In a joint statement, the heads of African Development Bank (AfDB), Asian Development Bank (ADB), European Bank for Reconstruction and Development (EBRD), European Investment Bank (EIB), Inter-American Development Bank (IDB), and the World Bank Group (WBG) pledged to further mobilize public and private finance to help countries reduce greenhouse gas emissions and adapt to climate change.
The leaders reiterated their commitment to “considering climate change across our strategies, programs, and operations to deliver more sustainable results, with a particular focus on the poor and most vulnerable.”
It noted that the six institutions had already delivered US $100 billion for climate action in developing and emerging countries in the four years since starting to track climate finance in 2011.
The statement followed on commitments in recent weeks by the MDBs to increased financing for climate change mitigation and adaptation over the next few years.
The MDBs “pledge to increase our climate finance and to support the outcomes of the Paris conference through 2020,” the statement read. “Each of our organizations has set goals for increasing its climate finance and for leveraging finance from other sources… These pledges support the US $100 billion a year commitment by 2020 for climate action in developing countries.”
According to Akinwumi Adesina, President of the African Development Bank Group, “Africa has already been short-changed by climate change. “Now, we must ensure that Africa is not short-changed in terms of climate finance. The African Development Bank stands fully ready to support greater climate financing for Africa,” he added.
Adesina stated that since Africa was seeing double-digit growth, the AfDB will invest a further US $50 billion in energy development, agricultural and youth empowerment in Africa in the next 10 years.
He further admitted that those who pollute more have a greater moral responsibility to fund more climate-resilient projects in vulnerable countries of the world.
Already the UNFCCC has acknowledged the receipt of climate action plans from 183 countries laying out plans to tackle climate change and to reduce emissions.
The AfDB President cited new delivery platforms as assets in the execution and implementation of this project.
He urged the industralised countries to fund and support Africa, particularly in the quest for a sustainable development pathway.
President Jim Yong Kim of the World Bank Group declared that “We have the resources, we have the collective will, and we have a clear roadmap in the national plans that our clients have submitted ahead of Paris.”

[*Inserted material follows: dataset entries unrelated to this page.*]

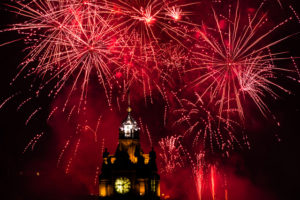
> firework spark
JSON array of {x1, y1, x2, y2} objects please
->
[
  {"x1": 158, "y1": 135, "x2": 184, "y2": 174},
  {"x1": 23, "y1": 132, "x2": 44, "y2": 154},
  {"x1": 167, "y1": 6, "x2": 181, "y2": 21},
  {"x1": 101, "y1": 0, "x2": 195, "y2": 60},
  {"x1": 210, "y1": 165, "x2": 216, "y2": 200},
  {"x1": 173, "y1": 92, "x2": 242, "y2": 153},
  {"x1": 2, "y1": 0, "x2": 126, "y2": 110},
  {"x1": 158, "y1": 43, "x2": 189, "y2": 82},
  {"x1": 1, "y1": 0, "x2": 196, "y2": 110},
  {"x1": 190, "y1": 1, "x2": 294, "y2": 120},
  {"x1": 192, "y1": 153, "x2": 205, "y2": 200}
]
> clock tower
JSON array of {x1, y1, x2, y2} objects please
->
[{"x1": 98, "y1": 106, "x2": 160, "y2": 200}]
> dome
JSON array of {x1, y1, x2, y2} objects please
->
[{"x1": 119, "y1": 107, "x2": 140, "y2": 138}]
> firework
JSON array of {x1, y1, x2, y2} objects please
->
[
  {"x1": 65, "y1": 138, "x2": 81, "y2": 174},
  {"x1": 23, "y1": 132, "x2": 44, "y2": 154},
  {"x1": 0, "y1": 1, "x2": 299, "y2": 199},
  {"x1": 173, "y1": 92, "x2": 242, "y2": 153},
  {"x1": 276, "y1": 0, "x2": 283, "y2": 7},
  {"x1": 210, "y1": 165, "x2": 216, "y2": 200},
  {"x1": 57, "y1": 139, "x2": 70, "y2": 167},
  {"x1": 158, "y1": 43, "x2": 189, "y2": 83},
  {"x1": 192, "y1": 153, "x2": 205, "y2": 200},
  {"x1": 1, "y1": 0, "x2": 195, "y2": 112},
  {"x1": 2, "y1": 0, "x2": 126, "y2": 110},
  {"x1": 190, "y1": 153, "x2": 226, "y2": 200},
  {"x1": 105, "y1": 0, "x2": 196, "y2": 104},
  {"x1": 25, "y1": 107, "x2": 42, "y2": 125},
  {"x1": 158, "y1": 135, "x2": 184, "y2": 174},
  {"x1": 114, "y1": 40, "x2": 161, "y2": 104},
  {"x1": 101, "y1": 0, "x2": 196, "y2": 61},
  {"x1": 190, "y1": 1, "x2": 294, "y2": 120},
  {"x1": 0, "y1": 92, "x2": 21, "y2": 110}
]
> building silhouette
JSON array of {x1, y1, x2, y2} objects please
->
[{"x1": 98, "y1": 106, "x2": 160, "y2": 200}]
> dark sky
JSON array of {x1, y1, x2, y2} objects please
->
[{"x1": 0, "y1": 1, "x2": 300, "y2": 200}]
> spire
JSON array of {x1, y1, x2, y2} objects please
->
[
  {"x1": 119, "y1": 91, "x2": 140, "y2": 139},
  {"x1": 127, "y1": 90, "x2": 132, "y2": 113}
]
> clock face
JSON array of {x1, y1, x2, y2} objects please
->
[{"x1": 115, "y1": 177, "x2": 131, "y2": 194}]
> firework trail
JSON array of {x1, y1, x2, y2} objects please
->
[
  {"x1": 276, "y1": 0, "x2": 283, "y2": 8},
  {"x1": 210, "y1": 165, "x2": 216, "y2": 200},
  {"x1": 190, "y1": 153, "x2": 224, "y2": 200},
  {"x1": 57, "y1": 139, "x2": 70, "y2": 167},
  {"x1": 192, "y1": 153, "x2": 205, "y2": 200},
  {"x1": 47, "y1": 106, "x2": 58, "y2": 121},
  {"x1": 173, "y1": 92, "x2": 242, "y2": 154},
  {"x1": 94, "y1": 138, "x2": 105, "y2": 187},
  {"x1": 65, "y1": 138, "x2": 81, "y2": 174},
  {"x1": 114, "y1": 43, "x2": 166, "y2": 104},
  {"x1": 0, "y1": 92, "x2": 21, "y2": 110},
  {"x1": 158, "y1": 135, "x2": 184, "y2": 174},
  {"x1": 25, "y1": 107, "x2": 42, "y2": 125},
  {"x1": 159, "y1": 137, "x2": 226, "y2": 200},
  {"x1": 23, "y1": 132, "x2": 44, "y2": 154},
  {"x1": 161, "y1": 141, "x2": 224, "y2": 200},
  {"x1": 289, "y1": 5, "x2": 300, "y2": 24},
  {"x1": 158, "y1": 43, "x2": 189, "y2": 82},
  {"x1": 190, "y1": 1, "x2": 294, "y2": 121}
]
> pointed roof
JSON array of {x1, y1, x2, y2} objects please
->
[{"x1": 119, "y1": 105, "x2": 140, "y2": 138}]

Takehiko Nakao, President of the Asian Development Bank, said that “Climate finance is critical to mitigate and adapt to climate change impacts.” However, finance alone is not enough. “It is imperative that we combine increased finance with smarter technology, stronger partnerships and deeper knowledge,” he said.
Sir Suma Chakrabarti, President of European Bank for Reconstruction and Development (EBRD), noted that with their long experience as leaders in climate finance, “the Multilateral Development Banks are making important contributions to combatting climate change, using their strong base of expertise to step up green finance, policy advice and the mobilization of crucial private sector funding.”
For its part, the EBRD is further scaling up its climate finance activity through the implementation of its recently approved Green Economy Transition approach.
The Inter-American Development Bank (IDB), in the run-up to COP21, confirmed that it was working with many countries in designing their national contributions towards tackling climate change. The IDB President Luis Alberto Moreno further stated that following the Paris conference, “We will help countries to translate these into investment plans that successfully attract the necessary capital for full implementation.”